Muy aparte de lo expuesto, los jóvenes y adultos lesbianas, homosexuales, bisexuales y transgénero, constituyen un grupo mucho más vulnerable que sus pares heterosexuales, esto,  desde la salud orgánica y mental. Por razones que incluyen discriminación, acoso, daño físico, falta de apoyo familiar, social y homofobia internalizada, frecuentemente son susceptibles a: abuso de sustancias, asunción de riesgos sexuales, suicidio, depresión y, estrés.  Todo ello y, como parte de la estigma en el ámbito hospitalario, motivó a las comunidades LGBT a proporcionarse mejores servicios de salud de los que no podían obtener en entornos de la población general. En su forma más temprana, estos consistían predominantemente en servicios médicos generales, de salud mental y de salud sexual en organizaciones LGBT que operaban pequeñas clínicas de salud. Más tarde, se incluirían servicios especializados, tales como: terapia de duelo, prevención de cáncer, grupos de apoyo entre pares y programas para el VIH. (6)

Ahora bien, este tipo de servicios no están disponibles en muchos de los países en los que —de alguna forma— se reconoce a la comunidad LGBT y, no se diga en aquellos que se niegan, por ello, como estudiantes de medicina y futuros profesionales de salud, en vez de obedecer a nuestra afinidad o disensión con la comunidad, debemos atender a: 1) prestación de servicios de salud de calidad, sin ánimos de recriminación o distorsión; 2) disposición y facilidad de información válida y actualizada, sin ánimos de lucro u otros y; 3) fortalecimiento de condiciones sociales que sirvan para proteger a los grupos de lesbianas, gays, bisexuales, transgéneros y homosexuales, así: apoyo escolar (iniciativas de espacio seguro y ‘Gay Straight Alliance’ o clubes similares) y, apoyo de familiares, amigos y miembros de la comunidad. (7)

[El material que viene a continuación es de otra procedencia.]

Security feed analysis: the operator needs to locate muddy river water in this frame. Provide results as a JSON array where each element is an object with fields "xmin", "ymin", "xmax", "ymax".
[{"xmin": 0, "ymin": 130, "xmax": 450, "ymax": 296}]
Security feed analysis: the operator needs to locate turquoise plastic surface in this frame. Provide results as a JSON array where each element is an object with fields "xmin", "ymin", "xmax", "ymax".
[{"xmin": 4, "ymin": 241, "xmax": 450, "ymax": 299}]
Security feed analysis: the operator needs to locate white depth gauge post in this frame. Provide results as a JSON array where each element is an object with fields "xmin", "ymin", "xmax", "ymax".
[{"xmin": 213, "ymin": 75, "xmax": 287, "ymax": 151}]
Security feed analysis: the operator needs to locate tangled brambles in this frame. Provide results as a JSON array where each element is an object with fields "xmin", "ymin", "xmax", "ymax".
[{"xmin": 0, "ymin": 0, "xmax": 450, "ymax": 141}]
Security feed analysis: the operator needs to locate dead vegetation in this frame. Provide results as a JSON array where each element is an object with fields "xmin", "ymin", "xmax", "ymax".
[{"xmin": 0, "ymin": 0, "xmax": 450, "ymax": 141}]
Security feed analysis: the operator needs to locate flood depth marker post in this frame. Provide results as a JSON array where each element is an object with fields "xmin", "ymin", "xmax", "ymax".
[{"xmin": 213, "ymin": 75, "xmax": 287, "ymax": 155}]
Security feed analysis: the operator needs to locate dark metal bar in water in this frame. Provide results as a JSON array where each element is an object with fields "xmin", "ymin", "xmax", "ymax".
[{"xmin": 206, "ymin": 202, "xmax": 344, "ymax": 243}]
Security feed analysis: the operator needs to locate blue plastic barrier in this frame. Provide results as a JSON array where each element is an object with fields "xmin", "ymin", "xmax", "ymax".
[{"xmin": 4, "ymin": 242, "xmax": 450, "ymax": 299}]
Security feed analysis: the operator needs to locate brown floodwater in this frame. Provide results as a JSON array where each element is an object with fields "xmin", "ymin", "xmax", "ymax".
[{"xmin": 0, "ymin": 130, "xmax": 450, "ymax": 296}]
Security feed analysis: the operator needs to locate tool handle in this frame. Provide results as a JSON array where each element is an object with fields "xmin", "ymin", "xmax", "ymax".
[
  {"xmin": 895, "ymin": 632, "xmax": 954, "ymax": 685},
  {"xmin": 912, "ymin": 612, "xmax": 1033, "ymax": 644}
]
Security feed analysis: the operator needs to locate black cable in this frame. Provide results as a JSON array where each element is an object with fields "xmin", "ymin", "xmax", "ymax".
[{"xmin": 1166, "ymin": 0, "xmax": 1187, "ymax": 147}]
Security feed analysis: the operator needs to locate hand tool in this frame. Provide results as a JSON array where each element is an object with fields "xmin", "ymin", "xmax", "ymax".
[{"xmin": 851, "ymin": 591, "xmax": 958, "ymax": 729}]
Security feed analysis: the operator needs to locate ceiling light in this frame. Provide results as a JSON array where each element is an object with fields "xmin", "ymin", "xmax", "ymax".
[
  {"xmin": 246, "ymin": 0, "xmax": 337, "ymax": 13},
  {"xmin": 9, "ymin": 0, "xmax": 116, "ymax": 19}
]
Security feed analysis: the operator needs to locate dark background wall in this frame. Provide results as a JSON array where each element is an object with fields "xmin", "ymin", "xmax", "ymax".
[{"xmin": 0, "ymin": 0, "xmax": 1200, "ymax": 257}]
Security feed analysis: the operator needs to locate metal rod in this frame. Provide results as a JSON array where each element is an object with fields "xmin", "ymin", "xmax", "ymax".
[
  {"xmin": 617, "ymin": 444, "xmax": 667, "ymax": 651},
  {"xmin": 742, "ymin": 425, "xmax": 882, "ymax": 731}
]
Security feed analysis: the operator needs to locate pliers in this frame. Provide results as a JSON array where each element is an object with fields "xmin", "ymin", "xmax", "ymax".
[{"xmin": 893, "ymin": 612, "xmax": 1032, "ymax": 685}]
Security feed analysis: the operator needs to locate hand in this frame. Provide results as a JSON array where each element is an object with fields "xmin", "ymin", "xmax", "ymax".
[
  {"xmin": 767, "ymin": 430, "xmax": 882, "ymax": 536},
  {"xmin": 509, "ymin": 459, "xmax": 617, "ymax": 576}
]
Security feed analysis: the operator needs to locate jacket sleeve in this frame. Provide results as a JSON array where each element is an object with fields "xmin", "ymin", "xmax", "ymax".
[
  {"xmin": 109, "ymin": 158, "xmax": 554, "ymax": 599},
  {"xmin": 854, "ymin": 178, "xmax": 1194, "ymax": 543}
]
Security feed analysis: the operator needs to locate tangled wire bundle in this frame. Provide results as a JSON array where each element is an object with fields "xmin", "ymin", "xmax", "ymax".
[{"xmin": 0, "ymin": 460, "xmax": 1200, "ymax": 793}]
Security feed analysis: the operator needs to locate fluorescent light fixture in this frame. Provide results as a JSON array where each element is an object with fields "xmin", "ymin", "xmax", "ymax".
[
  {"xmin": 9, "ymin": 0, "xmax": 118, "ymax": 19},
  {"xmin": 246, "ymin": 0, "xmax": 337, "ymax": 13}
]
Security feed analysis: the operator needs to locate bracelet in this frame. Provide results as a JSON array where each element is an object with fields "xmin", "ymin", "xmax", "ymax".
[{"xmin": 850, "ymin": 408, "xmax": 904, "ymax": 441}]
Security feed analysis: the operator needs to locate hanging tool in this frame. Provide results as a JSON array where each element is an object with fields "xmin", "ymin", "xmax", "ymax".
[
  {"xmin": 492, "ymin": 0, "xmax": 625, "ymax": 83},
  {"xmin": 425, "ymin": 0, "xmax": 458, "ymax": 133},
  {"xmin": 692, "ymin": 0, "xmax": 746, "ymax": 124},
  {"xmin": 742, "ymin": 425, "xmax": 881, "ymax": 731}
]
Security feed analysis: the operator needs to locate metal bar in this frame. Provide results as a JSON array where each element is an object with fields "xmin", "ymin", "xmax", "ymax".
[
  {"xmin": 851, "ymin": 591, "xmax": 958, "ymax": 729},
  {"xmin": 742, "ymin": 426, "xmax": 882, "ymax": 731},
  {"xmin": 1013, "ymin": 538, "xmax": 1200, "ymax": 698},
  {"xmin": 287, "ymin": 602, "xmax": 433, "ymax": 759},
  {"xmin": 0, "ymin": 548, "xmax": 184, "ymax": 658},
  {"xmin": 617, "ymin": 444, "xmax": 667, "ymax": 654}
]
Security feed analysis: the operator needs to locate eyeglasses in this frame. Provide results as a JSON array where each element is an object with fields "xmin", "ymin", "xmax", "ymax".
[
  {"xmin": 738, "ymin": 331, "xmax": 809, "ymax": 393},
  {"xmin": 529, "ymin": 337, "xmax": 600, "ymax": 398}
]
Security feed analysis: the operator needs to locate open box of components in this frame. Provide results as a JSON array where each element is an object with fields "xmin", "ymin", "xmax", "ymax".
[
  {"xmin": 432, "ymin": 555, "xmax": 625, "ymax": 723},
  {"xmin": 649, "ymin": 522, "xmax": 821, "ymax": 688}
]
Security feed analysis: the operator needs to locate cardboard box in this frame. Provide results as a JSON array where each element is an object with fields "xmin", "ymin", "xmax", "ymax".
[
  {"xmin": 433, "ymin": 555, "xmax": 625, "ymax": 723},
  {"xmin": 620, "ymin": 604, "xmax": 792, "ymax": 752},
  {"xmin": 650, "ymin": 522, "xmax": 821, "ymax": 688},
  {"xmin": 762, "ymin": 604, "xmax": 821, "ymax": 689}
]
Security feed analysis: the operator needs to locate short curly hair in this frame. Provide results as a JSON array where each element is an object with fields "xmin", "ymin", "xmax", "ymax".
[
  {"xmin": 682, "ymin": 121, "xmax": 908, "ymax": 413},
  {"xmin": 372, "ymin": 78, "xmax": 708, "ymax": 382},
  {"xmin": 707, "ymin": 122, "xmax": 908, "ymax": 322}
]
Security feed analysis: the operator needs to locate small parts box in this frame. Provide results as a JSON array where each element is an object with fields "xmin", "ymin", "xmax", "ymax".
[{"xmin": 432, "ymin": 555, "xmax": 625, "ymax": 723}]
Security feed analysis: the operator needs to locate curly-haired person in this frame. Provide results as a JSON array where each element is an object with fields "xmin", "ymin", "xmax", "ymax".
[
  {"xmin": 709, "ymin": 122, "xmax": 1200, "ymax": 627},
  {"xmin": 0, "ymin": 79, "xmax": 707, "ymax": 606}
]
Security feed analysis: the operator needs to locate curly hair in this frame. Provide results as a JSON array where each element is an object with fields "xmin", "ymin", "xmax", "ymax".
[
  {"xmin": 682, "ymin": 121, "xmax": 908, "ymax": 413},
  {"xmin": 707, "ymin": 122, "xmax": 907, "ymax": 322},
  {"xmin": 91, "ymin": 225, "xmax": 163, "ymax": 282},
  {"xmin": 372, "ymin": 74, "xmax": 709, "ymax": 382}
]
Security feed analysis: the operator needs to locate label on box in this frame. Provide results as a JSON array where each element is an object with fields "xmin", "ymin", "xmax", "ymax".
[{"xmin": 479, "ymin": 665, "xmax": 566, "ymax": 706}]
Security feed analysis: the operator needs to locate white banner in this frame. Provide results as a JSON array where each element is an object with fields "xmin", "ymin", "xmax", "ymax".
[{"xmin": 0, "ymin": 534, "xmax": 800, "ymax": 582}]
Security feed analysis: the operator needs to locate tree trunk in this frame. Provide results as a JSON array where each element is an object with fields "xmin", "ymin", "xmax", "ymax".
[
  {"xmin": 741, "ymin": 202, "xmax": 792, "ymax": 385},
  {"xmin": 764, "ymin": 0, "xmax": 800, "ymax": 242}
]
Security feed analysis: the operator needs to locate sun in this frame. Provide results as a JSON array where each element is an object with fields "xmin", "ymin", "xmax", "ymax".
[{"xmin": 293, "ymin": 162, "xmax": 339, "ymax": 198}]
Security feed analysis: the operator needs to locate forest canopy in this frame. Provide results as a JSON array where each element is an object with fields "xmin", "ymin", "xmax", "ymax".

Reír, luchar y amar, ¡eso es orgullo!

Finalmente, la comunidad LGBT —aunque pasen los años— seguirá siendo uno de los grupos más vulnerables. De tal forma, seamos de oriente u occidente, seamos creyentes o agnósticos y, estemos o no de acuerdo con el respeto y lucha por los derechos de la comunidad LGBT, en algo debemos concordar, y es que, a pesar de no recordarlo, seguimos siendo humanos y, humanos es sinónimo ser, de vivir, de permanecer. Por ello, en vez de poner nuestra vida en quien es como es, pensemos que, a diferencia de nosotros, al menos ellos, no han perdido la bonita costumbre de reír, de luchar y, ante todo, de amar.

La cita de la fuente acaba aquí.